Kategorie: Hier wäre eine Vinylversion überhaupt mal schön:
ARCHIVE - CONTROLLING CROWDS
Hier habe ich zwar etwas länger überlegt (also so 10 Minuten) und dabei festgestellt, dass das ein oder andere Album, das mir in den Sinn kam, inzwischen längst (wieder) auf Vinyl veröffentlicht wurde – letztlich lege ich mich hier aber fest auf „Controlling Crowds“ von ARCHIVE (2009). Eigentlich verwunderlich, dass es das offenbar wirklich nicht zu geben scheint, denn die späteren Alben der Band wurden ganz selbstverständlich sowohl auf CD als auch LP veröffentlicht. Dieses aber nicht. Eigentlich ist „Controlling Crowds“ kein ‚typisches‘ Vinyl-Album. Es ist ultralang, es verfügt über eine sehr unterkühlte, distanzierte und irgendwie modern-urbane Atmosphäre. Und dennoch wäre es für mich ein perfekter Kandidat für eine richtig schicke Doppel-LP, oder meinetwegen auch im Dreier-Verbund mit dem Nachfolger „Controlling Crowds Part IV“, den ich zwar auch mag, aber den ich trotzdem irgendwie eher als das Anhängsel wahrnehme, das er vermutlich auch ist. „Controlling Crowds“ hat Einflüsse aus Trip Hop, Art Rock, Pop, Progressive Rock, Hip Hop und was weiß ich noch allem, und es ist komplett großartig.

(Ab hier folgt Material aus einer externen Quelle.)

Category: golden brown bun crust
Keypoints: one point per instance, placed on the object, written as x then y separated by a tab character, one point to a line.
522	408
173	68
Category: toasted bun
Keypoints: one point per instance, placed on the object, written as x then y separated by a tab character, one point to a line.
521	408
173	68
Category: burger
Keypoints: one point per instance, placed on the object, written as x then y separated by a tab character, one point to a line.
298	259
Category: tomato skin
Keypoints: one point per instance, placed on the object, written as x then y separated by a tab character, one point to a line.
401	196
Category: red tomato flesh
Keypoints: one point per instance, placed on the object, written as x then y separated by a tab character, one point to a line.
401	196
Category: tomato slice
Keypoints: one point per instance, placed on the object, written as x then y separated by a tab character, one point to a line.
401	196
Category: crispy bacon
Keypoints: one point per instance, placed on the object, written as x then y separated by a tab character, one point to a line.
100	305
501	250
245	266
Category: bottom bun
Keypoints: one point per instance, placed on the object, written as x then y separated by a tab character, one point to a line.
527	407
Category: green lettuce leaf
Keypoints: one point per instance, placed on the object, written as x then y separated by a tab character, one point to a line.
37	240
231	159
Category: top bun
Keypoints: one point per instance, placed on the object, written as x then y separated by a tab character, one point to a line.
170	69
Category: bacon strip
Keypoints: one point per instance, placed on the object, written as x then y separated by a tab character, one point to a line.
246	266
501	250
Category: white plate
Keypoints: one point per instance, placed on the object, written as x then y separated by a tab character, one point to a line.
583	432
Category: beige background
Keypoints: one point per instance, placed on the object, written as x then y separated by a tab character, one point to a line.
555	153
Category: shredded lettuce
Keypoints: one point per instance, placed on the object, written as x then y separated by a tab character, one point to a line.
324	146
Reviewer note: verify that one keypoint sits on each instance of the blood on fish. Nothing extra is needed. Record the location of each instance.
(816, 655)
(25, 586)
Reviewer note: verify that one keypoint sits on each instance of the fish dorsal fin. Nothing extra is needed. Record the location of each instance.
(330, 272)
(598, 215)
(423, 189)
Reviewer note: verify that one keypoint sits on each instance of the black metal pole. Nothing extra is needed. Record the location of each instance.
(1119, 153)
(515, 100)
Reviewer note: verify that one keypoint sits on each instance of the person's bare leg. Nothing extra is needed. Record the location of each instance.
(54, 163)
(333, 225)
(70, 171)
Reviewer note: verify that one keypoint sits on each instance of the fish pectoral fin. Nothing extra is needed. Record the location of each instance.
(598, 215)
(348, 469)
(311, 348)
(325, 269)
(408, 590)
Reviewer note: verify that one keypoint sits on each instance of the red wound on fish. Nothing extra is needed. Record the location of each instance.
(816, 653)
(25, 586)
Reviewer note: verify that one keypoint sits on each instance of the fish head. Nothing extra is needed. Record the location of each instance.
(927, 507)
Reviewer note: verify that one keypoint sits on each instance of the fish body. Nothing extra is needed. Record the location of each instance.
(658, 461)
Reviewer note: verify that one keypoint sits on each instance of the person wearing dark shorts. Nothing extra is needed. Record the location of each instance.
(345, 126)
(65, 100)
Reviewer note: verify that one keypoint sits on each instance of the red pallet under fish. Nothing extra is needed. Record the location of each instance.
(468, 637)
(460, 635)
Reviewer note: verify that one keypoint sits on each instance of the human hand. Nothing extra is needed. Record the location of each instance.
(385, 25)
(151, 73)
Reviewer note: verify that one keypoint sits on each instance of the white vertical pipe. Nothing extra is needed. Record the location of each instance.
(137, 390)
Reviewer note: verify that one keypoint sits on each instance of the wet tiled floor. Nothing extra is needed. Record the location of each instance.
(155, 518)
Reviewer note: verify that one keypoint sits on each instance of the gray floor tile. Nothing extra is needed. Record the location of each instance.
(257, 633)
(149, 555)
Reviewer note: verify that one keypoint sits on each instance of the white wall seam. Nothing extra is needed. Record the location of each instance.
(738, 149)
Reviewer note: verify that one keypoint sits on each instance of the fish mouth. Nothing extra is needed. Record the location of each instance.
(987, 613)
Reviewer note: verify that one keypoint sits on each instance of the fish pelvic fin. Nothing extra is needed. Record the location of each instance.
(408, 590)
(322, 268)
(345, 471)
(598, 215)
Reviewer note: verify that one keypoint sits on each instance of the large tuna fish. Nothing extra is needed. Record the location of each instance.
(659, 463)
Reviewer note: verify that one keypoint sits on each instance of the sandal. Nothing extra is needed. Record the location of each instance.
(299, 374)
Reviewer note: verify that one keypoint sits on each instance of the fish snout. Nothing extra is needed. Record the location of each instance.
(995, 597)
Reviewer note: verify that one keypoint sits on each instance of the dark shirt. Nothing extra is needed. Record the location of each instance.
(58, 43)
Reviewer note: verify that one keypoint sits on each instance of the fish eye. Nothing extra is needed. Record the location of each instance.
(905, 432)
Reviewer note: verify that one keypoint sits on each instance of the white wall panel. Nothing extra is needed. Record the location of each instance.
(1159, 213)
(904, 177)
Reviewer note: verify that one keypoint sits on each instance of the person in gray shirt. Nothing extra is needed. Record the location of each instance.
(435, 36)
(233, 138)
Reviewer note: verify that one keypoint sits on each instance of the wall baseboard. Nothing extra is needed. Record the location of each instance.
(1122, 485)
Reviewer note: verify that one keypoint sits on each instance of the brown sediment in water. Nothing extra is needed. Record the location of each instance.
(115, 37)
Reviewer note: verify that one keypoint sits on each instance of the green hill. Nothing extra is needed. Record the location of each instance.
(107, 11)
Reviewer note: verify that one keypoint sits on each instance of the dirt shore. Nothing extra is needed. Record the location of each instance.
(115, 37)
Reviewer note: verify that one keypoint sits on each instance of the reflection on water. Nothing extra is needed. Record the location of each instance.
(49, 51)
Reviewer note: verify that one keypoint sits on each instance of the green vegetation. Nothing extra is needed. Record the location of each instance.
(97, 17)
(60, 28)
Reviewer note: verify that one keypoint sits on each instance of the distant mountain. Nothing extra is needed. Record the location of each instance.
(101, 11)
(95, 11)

Wie gesagt ist es ein sehr kühles und oft fast maschinell wirkendes Album – aber es hat eben auch eine menschliche Seite, die besonders durch die Performances der verschiedenen Sänger und Sängerinnen erzeugt wird und die einen wunderbaren Kontrast zur Musik bildet. Der Gesänge von Pollard Berrier, Dave Pen oder Maria Q sorgen oft für eine sehr persönliche, fast heimelige Atmosphäre und bringen die Emotionen in dieses Album. Denn wenn man hinhört, ist es eben dann doch nicht der glattkalte Monolith, der es auf den ersten Blick zu sein scheint, sondern es ist introvertiert, in sich gekehrt und wirkt teilweise sehr persönlich. Auch das schöne Artwork verdient endlich mal ein größeres Format als die lumpigen 12x12cm. Und darum wähle ich in dieser Kategorie das Meisterstück von ARCHIVE. Aber bitte nicht als fuckin‘ Picture Disc, zur Hölle!